Patstone, acting on staff suggestions, introduced the concept to the working group she had formed with Norway Savings Bank President Dan Walsh and SAD 17 Superintendent Heather Manchester earlier this year. It is modeled on an internal program Goodwill tested with its Vermont division.

Patstone will watch the program grow from a distance and hopes that other area employers, and other regions in Maine, initiate similar employee support measures.

“This (solution) took us a while to figure out,” Walsh said. “We had a common goal, and Andy presented this idea. And it comes at an incredibly difficult time for people, with inflation and increased costs for fuel, heating and food. Already it is making a difference in our employees’ quality of life. We want to see it take root with other employers and organizations.”

A campaign is underway to construct a new facility for Pace Ambulance Service at SMH. Development for that will be a priority for Patstone’s replacement. She said a search is underway and a new president is expected to be hired by March.

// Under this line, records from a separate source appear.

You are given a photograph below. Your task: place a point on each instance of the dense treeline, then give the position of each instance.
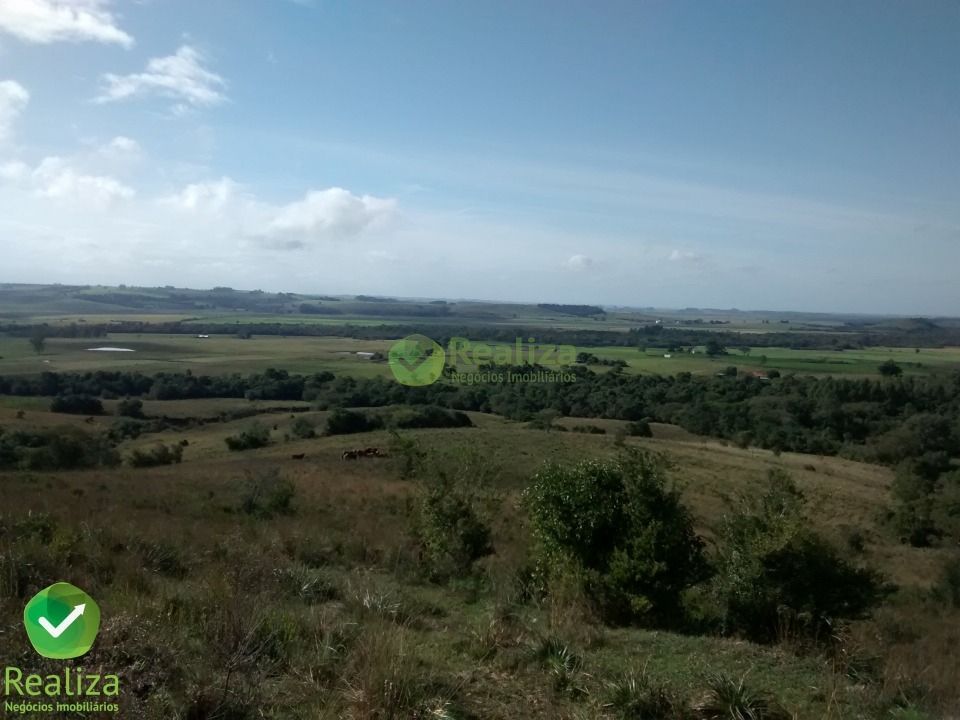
(925, 335)
(909, 423)
(886, 420)
(268, 385)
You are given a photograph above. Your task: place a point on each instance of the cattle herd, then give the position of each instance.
(351, 454)
(365, 452)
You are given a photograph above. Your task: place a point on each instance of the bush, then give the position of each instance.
(452, 509)
(266, 493)
(55, 449)
(429, 416)
(623, 530)
(589, 429)
(773, 571)
(158, 455)
(131, 407)
(727, 699)
(77, 405)
(346, 422)
(637, 697)
(255, 436)
(303, 428)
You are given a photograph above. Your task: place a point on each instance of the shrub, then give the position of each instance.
(303, 428)
(55, 449)
(407, 455)
(773, 569)
(451, 515)
(640, 428)
(345, 422)
(158, 455)
(131, 407)
(589, 429)
(429, 416)
(727, 699)
(266, 493)
(947, 589)
(637, 697)
(77, 405)
(255, 436)
(623, 530)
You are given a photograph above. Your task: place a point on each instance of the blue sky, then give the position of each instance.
(773, 155)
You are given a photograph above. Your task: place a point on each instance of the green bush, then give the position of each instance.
(346, 422)
(624, 531)
(727, 699)
(589, 429)
(774, 572)
(255, 436)
(637, 697)
(303, 428)
(452, 508)
(266, 493)
(77, 405)
(429, 416)
(158, 455)
(130, 407)
(63, 448)
(640, 428)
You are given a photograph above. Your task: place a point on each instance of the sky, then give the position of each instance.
(753, 154)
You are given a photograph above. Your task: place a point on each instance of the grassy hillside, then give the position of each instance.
(317, 608)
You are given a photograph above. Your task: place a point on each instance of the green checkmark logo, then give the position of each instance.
(417, 360)
(62, 621)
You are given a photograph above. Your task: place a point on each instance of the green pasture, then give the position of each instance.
(223, 354)
(217, 355)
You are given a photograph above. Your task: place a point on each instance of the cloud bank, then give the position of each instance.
(49, 21)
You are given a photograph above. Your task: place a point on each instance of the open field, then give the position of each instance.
(220, 354)
(170, 547)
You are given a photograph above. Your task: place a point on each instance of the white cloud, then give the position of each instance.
(56, 178)
(181, 77)
(207, 196)
(685, 256)
(13, 99)
(121, 146)
(14, 171)
(578, 262)
(334, 213)
(48, 21)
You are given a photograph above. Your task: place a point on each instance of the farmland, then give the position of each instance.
(168, 538)
(197, 488)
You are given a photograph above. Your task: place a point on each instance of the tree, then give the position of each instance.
(890, 369)
(130, 407)
(773, 569)
(714, 348)
(38, 342)
(622, 531)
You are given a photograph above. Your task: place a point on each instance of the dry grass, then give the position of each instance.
(322, 613)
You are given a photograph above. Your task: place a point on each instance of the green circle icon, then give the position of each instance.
(417, 360)
(62, 621)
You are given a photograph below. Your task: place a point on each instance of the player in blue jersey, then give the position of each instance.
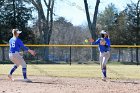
(15, 45)
(104, 49)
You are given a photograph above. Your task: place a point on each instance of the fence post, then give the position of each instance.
(70, 55)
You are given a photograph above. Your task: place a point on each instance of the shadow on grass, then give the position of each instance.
(126, 82)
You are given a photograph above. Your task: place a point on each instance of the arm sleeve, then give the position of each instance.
(108, 42)
(96, 42)
(22, 45)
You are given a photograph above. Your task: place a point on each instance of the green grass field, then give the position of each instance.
(81, 71)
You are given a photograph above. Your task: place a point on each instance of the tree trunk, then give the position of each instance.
(131, 52)
(137, 33)
(92, 26)
(45, 23)
(119, 55)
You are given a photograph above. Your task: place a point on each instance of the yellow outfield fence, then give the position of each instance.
(58, 45)
(73, 53)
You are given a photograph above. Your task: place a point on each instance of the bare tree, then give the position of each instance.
(45, 23)
(92, 25)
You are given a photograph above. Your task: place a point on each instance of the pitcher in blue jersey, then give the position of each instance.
(104, 49)
(15, 45)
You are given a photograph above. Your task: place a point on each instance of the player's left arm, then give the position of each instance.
(22, 45)
(107, 42)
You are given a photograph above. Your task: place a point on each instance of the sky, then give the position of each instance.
(73, 10)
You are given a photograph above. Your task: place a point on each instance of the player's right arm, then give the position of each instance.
(94, 43)
(25, 48)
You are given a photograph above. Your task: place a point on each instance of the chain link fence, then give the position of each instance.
(70, 54)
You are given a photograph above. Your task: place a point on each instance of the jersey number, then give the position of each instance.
(13, 44)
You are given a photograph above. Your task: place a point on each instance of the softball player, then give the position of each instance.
(104, 48)
(15, 44)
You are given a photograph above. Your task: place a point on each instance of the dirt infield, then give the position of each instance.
(68, 85)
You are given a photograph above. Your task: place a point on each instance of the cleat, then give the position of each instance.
(104, 79)
(27, 80)
(10, 77)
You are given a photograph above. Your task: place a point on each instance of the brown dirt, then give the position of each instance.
(42, 84)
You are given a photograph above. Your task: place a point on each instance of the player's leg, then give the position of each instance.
(24, 68)
(105, 60)
(102, 65)
(13, 58)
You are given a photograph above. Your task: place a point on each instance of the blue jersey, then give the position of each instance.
(103, 48)
(16, 44)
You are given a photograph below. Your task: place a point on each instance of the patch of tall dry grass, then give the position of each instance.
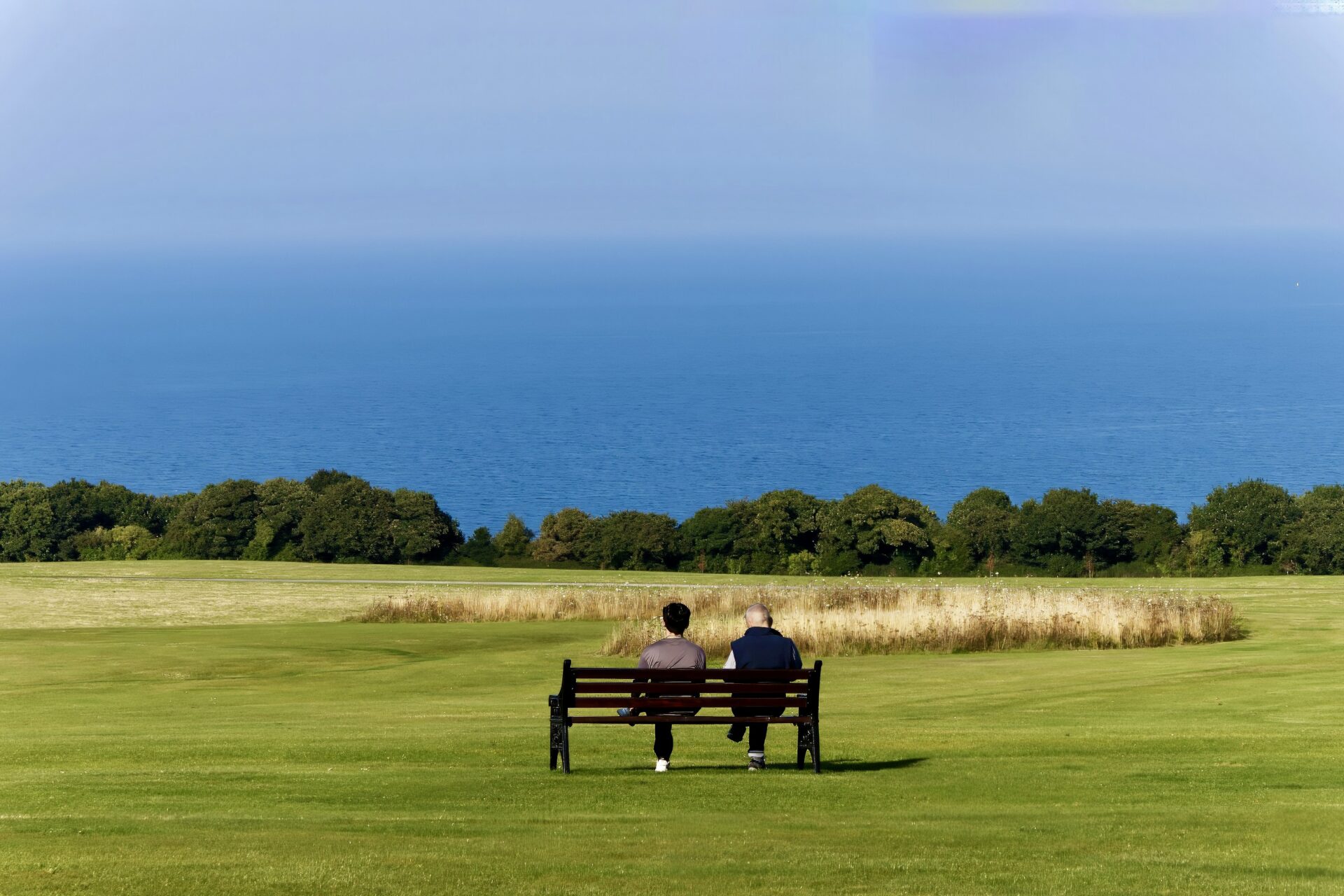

When Patstone was tapped to take Churchill’s responsibilities in Oxford Hills, MaineHealth hired Trampas Hutches to assume the other half of Churchill’s job as president of Franklin Memorial Hospital. Now, Hutches will oversee MaineHealth’s mountain region, which includes SMH.

“This hospital will be in very good hands with our leadership team as it transitions to a new president,” Patstone said. “Western MaineHealth takes care of its community very seriously. It is filled with people who could work anywhere in the world, and they have chosen to do it in Oxford Hills. They are committed to excellent and compassionate care, and I am a better leader for having worked with them.”